Jaqueline Newman has heard all the talk about the end of the nation's recession. She's read about the improved economic data and how the experts think we're on the road to recovery.
But it makes little difference to Newman, who lost her job as an executive assistant. Her hopes of landing another job have almost gone the way of her unemployment insurance checks, which ran out three weeks ago.
"I wouldn't call it a recovery. I don't feel any break. No way," said Newman, who has been reading want ads and filling out job applications from her Baltimore home since January.
To economists, Newman is a flesh-and-blood example of why this has been called the "stealth recovery." What may end up being the slowest economic turnaround since World War II has so far been almost imperceptible to many.
Even in the best of recoveries, businesses postpone hiring until they are sure the economy has revived, something that can take months. But the pain could be prolonged this time by a lack of consumer buying and nagging worries about debt, the depth of the recovery and the fiscal plight of the federal government.
In the meantime, unemployment is still rising in both the state and the nation despite signs that the recession has already ended.
Preliminary data from the federal government indicate that the economy grew by a meager annual rate of 0.4 percent in the second quarter of the year. Unless the figure is revised downward, it signals that the recession technically is over. A recession is defined by a decline in economic growth for two consecutive three-month periods.
The strength of the recovery was further called into question by data released yesterday. The Commerce Department said orders at the nation's manufacturing plants, a key indicator of economic strength, dropped by 1.4 percent in June after rising in May and April.
Separately, the department said the government's main forecasting gauge climbed a weaker-than-expected 0.5 percent in June after gaining 0.8 percent in May. This confirmed the suspicions of some economists that the recovery is going to be miserably slow.
"The recession is over. That's the good news. The bad news iit's going to take a while for things to get better," said Ken Goldstein, an economist for the Conference Board, a New York-based business research organization.
"For people who say it doesn't feel like things are getting better, they are right," Goldstein said.
He doesn't expect the economy to recover to pre-recession levels for another year or longer. Contrast that with the recovery from the recession of 1981-82. The economy roared back to life with such vigor that the decade will be remembered as one of unprecedented peacetime growth.
But much of that growth was aided by government spending, especially on the Reagan defense buildup that boosted big Maryland employers such as Westinghouse Electric Corp., Martin Marietta Corp. and others.
This recovery is not going to enjoy a "fiscal kick" by the federal government in the form of a major jobs bill or big spending projects. Uncle Sam's finances are in shambles and he can't be counted on for help, Goldstein said. That has put stress on state governments, like Maryland's, which have responded with a combination of tax increases and spending cuts -- both of which tend to exacerbate economic problems, he said.
And there is the persistent concern that certain industries, especially banking, retail trade and commercial real estate, may still be staggering.

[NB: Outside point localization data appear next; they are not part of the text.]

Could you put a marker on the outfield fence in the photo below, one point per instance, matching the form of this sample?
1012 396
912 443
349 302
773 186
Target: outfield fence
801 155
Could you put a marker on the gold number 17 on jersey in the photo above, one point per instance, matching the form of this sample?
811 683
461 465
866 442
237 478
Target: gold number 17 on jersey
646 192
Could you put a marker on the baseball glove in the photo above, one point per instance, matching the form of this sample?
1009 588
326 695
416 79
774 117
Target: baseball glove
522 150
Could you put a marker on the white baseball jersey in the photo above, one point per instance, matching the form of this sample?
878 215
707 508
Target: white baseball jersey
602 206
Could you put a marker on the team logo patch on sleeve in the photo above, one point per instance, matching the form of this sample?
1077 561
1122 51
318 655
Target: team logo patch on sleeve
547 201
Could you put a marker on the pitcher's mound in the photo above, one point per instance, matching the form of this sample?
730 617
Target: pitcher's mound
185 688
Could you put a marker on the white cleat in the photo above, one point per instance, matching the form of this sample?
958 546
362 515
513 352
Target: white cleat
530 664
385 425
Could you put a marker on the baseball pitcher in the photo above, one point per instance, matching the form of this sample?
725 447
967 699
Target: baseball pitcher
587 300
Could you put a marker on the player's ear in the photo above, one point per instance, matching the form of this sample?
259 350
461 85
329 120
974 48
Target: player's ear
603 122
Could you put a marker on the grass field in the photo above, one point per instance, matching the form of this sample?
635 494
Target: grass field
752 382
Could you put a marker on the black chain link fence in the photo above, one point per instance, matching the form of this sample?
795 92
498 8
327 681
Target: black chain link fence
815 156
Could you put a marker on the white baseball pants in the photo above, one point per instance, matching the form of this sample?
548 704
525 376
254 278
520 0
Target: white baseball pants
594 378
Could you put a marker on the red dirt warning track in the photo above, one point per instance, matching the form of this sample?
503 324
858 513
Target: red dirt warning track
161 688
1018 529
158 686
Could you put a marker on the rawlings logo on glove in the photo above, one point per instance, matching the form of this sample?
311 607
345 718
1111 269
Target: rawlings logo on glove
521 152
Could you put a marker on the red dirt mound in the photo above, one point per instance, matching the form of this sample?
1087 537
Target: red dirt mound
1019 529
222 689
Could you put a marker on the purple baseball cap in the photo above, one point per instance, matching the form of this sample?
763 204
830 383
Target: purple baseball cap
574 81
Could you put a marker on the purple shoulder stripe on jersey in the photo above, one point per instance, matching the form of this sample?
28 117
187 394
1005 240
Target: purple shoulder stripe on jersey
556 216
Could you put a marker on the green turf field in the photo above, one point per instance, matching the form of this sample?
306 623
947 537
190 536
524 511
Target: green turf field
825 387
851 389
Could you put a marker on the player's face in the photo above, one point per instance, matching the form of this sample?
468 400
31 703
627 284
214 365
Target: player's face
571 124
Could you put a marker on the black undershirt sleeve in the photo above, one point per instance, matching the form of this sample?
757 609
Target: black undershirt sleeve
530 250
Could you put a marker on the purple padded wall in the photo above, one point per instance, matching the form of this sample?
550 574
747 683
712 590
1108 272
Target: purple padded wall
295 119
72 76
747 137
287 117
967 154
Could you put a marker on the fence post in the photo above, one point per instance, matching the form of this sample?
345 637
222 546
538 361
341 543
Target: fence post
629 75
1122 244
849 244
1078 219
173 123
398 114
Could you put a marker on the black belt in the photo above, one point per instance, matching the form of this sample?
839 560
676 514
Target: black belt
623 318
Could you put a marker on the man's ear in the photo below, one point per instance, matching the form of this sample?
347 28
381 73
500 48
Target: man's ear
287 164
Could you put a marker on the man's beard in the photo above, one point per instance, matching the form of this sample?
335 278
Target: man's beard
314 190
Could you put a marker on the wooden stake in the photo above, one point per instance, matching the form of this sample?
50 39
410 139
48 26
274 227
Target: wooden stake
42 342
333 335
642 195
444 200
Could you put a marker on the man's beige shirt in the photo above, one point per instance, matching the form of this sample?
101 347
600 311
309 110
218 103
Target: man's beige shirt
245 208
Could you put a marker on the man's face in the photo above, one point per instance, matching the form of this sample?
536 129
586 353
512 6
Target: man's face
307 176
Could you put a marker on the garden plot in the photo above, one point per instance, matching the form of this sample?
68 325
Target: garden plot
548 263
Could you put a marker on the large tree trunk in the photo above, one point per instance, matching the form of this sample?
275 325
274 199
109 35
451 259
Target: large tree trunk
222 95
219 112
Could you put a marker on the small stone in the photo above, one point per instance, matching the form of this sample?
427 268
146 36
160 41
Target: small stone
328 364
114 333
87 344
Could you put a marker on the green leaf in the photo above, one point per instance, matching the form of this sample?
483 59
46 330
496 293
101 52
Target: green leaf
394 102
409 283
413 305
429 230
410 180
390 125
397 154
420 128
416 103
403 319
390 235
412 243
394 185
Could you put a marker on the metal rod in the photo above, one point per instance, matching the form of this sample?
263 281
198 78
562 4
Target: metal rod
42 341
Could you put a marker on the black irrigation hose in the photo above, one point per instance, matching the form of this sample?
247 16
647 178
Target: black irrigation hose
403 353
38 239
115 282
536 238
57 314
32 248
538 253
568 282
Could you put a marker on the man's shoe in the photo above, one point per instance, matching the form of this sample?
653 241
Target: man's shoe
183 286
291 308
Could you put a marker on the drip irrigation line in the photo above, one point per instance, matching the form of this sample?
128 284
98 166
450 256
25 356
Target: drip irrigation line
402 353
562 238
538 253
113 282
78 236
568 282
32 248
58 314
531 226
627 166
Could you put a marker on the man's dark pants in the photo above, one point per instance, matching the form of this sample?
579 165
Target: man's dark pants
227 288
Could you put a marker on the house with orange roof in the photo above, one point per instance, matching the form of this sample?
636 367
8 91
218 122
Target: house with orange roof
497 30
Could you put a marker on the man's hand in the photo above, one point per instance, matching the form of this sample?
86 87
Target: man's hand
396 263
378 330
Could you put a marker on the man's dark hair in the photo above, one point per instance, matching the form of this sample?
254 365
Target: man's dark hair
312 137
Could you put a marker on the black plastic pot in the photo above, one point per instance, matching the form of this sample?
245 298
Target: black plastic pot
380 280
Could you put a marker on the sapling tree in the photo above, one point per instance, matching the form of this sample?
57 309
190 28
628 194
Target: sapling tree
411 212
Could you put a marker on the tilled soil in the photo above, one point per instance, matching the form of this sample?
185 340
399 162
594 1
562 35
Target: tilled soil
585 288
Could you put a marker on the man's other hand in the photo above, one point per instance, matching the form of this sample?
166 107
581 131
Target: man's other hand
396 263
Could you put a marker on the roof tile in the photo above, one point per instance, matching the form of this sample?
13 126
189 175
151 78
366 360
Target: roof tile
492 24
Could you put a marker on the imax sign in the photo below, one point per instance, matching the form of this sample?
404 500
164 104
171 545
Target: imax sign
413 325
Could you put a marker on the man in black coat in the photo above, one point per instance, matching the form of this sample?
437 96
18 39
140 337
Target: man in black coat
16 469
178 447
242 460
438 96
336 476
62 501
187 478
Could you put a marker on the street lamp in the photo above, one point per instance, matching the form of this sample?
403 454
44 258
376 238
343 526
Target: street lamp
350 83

These factors, as well as mixed economic data, have led some economists to predict the recovery could even slip for a few quarters, creating a so-called "double-dip" recession. Other, more optimistic economists predict moderate to strong growth as factories gear up to replenish historically small inventories.
Anthony Sulvetta, managing director of investment management for FBW Investment Management, a unit of Washington-based Ferris, Baker Watts, thinks we've seen the bottom of the economic trough. He predicts a fairly strong short-term recovery followed by an extended period of sluggish growth.
In the immediate future, Sulvetta thinks factories will be cranking up quickly to rebuild inventories of cars and other products that were at extraordinarily low levels when the recession began.
But he is troubled by several factors that could hamper longer-term performance. The baby boomers are growing up, spending less and saving more. And debt built up by consumers, businesses and governments during the go-go '80s have left us in the no-no '90s.
Workers should not expect a break from high levels of unemployment until sometime this fall, Sulvetta said. In the meantime, companies will try to adjust to increasing demand with overtime and other stop-gap means.
In each of the past eight recessions since World War II, the unemployment rate did not improve for three to four months after the end of the recession, he said.